The primary sequences (accession codes: Q5ZN69, Q06DW2 and I3QFN7) of CSFV E2 genotypes 1, 2 and 3 were retrieved from the UniProt KB database (http://www.uniprot.org). The structure of BVDV1 glycoprotein E2, (PDB: 2YQ2, PH = 8)67 was used as the template. All the sequences were imported into the ClustalX program68 for multiple sequence alignments (MSA). Sequences alignments were visually examined and manually adjusted by using Seaview 4.6.168 in order to find the conserved patterns of cysteines involved in disulfides bridges, N-glycosylation sites, hydrophobic patches (C-terminal rich in phenylalanine and tyrosine residues) and linear epitopes. The resulting alignments (considering as a pair E2 sequence for each genotype and the template) were used to generate homology models by a Modeller 9.17 (http://salilab.org/modeller/) python script and graphically inspected with the user interface program UCSF Chimera69 (http://www.cgl.ucsf.edu/chimera/). Thus, for each CSFV genotype, the 3D-structure for the E2 protein was built as glycosylated homodimer following the instructions of the Modeller manual70. Briefly: the structures were determined using the BLK (‘.’) residue type in the alignment for both template and model sequences in order to copy the N-acetyl-D-glucosamine residues as a rigid body into the model and adding one chain break (‘/’) characters to the alignment file70. The 3D-structures were checked and validated using SAVES v4 online tool (http://services.mbi.ucla.edu/SAVES/), root mean square deviations (RMSDs) respecting to the C-alpha trace of the template, and Discrete Optimized Protein Energy DOPE71. Finally, the three models obtained were minimized by AMBER v14 force field using the parameter settings by default (http://www.charmm-gui.org/).

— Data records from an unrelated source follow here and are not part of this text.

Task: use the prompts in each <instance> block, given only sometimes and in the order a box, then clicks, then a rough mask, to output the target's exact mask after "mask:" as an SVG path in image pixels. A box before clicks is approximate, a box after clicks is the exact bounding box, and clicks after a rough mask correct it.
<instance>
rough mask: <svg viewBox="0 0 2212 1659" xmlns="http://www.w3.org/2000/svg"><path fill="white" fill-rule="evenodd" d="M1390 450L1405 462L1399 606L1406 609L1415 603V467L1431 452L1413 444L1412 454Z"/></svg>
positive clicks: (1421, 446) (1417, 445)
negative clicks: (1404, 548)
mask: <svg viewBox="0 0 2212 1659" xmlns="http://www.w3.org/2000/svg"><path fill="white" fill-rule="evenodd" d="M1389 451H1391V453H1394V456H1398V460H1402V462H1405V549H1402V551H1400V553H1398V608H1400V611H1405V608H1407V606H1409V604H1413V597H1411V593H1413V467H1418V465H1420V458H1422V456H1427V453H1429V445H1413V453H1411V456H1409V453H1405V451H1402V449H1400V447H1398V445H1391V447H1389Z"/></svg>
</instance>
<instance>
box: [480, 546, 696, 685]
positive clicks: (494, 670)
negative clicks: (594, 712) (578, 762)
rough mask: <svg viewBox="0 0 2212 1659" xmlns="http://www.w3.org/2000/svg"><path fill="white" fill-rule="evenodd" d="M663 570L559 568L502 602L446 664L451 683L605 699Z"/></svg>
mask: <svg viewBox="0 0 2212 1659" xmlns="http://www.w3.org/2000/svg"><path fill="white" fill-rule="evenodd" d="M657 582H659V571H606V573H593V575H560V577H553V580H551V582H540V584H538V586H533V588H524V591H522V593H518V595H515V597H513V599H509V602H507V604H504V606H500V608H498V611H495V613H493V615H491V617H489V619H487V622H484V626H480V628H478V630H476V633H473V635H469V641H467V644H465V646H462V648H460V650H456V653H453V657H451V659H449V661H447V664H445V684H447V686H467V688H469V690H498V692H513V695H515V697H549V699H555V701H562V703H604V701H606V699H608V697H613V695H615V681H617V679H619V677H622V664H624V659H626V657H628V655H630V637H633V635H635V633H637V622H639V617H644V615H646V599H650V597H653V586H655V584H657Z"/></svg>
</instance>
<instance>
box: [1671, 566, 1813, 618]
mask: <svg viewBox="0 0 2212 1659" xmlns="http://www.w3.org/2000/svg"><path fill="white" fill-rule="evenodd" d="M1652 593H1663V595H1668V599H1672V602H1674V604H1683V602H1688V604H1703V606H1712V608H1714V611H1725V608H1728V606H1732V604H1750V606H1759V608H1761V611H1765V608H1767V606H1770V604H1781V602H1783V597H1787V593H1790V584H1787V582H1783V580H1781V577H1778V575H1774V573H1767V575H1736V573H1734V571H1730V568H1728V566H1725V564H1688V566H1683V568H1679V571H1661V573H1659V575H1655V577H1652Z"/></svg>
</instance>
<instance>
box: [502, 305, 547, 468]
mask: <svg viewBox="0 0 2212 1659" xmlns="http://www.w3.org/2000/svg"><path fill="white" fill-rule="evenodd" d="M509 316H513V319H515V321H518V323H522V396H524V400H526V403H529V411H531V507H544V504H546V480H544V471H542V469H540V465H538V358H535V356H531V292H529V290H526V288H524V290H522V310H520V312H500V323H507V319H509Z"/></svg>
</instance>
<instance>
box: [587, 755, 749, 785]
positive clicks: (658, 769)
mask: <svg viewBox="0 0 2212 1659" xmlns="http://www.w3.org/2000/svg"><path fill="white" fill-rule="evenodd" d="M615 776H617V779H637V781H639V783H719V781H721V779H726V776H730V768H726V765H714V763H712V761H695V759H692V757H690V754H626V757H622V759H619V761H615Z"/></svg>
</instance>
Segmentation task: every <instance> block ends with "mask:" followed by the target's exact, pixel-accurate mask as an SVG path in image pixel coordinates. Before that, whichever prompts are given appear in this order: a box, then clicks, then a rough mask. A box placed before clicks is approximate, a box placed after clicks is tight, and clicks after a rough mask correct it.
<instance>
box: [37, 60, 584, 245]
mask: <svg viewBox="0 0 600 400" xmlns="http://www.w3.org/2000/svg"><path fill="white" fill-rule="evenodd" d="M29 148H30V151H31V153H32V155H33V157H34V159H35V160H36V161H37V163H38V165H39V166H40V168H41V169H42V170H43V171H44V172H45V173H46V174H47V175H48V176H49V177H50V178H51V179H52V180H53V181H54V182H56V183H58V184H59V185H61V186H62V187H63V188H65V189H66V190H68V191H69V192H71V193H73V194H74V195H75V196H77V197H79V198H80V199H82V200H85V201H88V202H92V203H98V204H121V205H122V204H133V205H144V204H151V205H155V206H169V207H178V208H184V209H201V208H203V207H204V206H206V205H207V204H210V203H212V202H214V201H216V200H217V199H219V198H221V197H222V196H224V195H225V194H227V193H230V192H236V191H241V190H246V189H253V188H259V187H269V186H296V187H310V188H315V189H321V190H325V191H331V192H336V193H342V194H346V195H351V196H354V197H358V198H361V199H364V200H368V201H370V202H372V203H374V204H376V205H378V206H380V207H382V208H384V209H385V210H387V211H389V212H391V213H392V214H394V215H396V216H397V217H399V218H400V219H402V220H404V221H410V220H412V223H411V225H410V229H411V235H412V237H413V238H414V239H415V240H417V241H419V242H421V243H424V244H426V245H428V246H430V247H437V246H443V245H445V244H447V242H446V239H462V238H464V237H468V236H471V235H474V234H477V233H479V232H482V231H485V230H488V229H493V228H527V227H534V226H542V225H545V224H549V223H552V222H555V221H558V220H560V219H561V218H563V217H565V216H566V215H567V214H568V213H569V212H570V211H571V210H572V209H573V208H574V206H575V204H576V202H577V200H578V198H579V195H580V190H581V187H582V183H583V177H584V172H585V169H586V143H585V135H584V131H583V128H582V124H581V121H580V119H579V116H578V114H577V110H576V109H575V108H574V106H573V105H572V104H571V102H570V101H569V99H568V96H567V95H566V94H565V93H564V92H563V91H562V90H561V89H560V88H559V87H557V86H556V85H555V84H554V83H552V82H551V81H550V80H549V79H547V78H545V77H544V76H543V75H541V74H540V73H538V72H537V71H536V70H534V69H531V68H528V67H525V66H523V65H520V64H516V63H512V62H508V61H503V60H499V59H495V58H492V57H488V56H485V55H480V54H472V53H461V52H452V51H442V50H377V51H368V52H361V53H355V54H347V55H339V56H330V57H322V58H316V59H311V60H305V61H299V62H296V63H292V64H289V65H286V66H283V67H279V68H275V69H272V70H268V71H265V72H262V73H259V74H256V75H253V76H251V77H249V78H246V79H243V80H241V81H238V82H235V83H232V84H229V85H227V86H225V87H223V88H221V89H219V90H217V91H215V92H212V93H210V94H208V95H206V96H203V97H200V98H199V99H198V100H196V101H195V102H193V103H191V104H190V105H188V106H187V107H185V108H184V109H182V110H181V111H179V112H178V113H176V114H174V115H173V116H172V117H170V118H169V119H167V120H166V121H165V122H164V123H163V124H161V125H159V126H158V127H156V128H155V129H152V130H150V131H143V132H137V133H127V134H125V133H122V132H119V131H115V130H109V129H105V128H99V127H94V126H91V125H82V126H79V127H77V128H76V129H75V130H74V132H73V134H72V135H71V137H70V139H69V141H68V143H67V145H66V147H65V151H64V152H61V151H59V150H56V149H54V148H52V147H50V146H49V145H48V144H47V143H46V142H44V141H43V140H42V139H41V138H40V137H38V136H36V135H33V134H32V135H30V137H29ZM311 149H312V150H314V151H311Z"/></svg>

Functional divergence analysis

Protein-coding genes are modified by random mutations, which may then be affected by natural selection. The ‘covarion’-type models, also known as Type I functional divergence, detect differential rates (acceleration or deceleration) in each amino acid position72. The software DIVERGE 3.073 was used to detect the functional divergence among different subgenotypes and genotypes of CSFV. The coefficients of Type-I functional divergence (θI) were calculated. If θI is significantly supported, it means that site-specific altered selective constraints or a radical shift of amino acid physiochemical property occurred after the diversification of the lineage. Moreover, a site-specific posterior analysis was used to predict amino acid residues that were crucial for functional divergence. In this analysis, large posterior probability (Qk) indicates a high possibility that the functional constraint (or the evolutionary rate) and/or the radical change in the amino acid property of a site is different between two clusters73. Since Type-II functional divergence describes a burst of rapid evolution immediately after gene duplication74 and this event has not been described in CSFV so far, we focused our analysis on Type I.

Co-phylogenetic analysis

The presence of cophylogeny, the degree of co-speciation between Pestivirus species and their vertebrate hosts, was tested using A Novel Procrustes Application to Cophylogenetic Analysis (PACo)75. This novel tool produces a Procrustes superimposition plot enabling a graphical assessment of the fit of the parasite phylogeny onto the host phylogeny and a goodness-of-fit statistic, whose significance is established by randomization of the host-parasite association data. Three input files were provided, two of them contained the host and parasite phylogenies respectively, and the third one consisted of a binary matrix coding the host-parasite associations, the R script was run as described in the PACo Manual in Balbuena et al.75 available for free at http://www.uv.es/cophylpaco/index.html. In addition, a tree-reconciliation using Jane software v476 was evaluated. Jane software assigns costs to four evolutionary events: cospeciation, duplication, host switch, and sorting. Additionally, a cost to failure to divergence is assigned76. Thus, the default cost settings were used.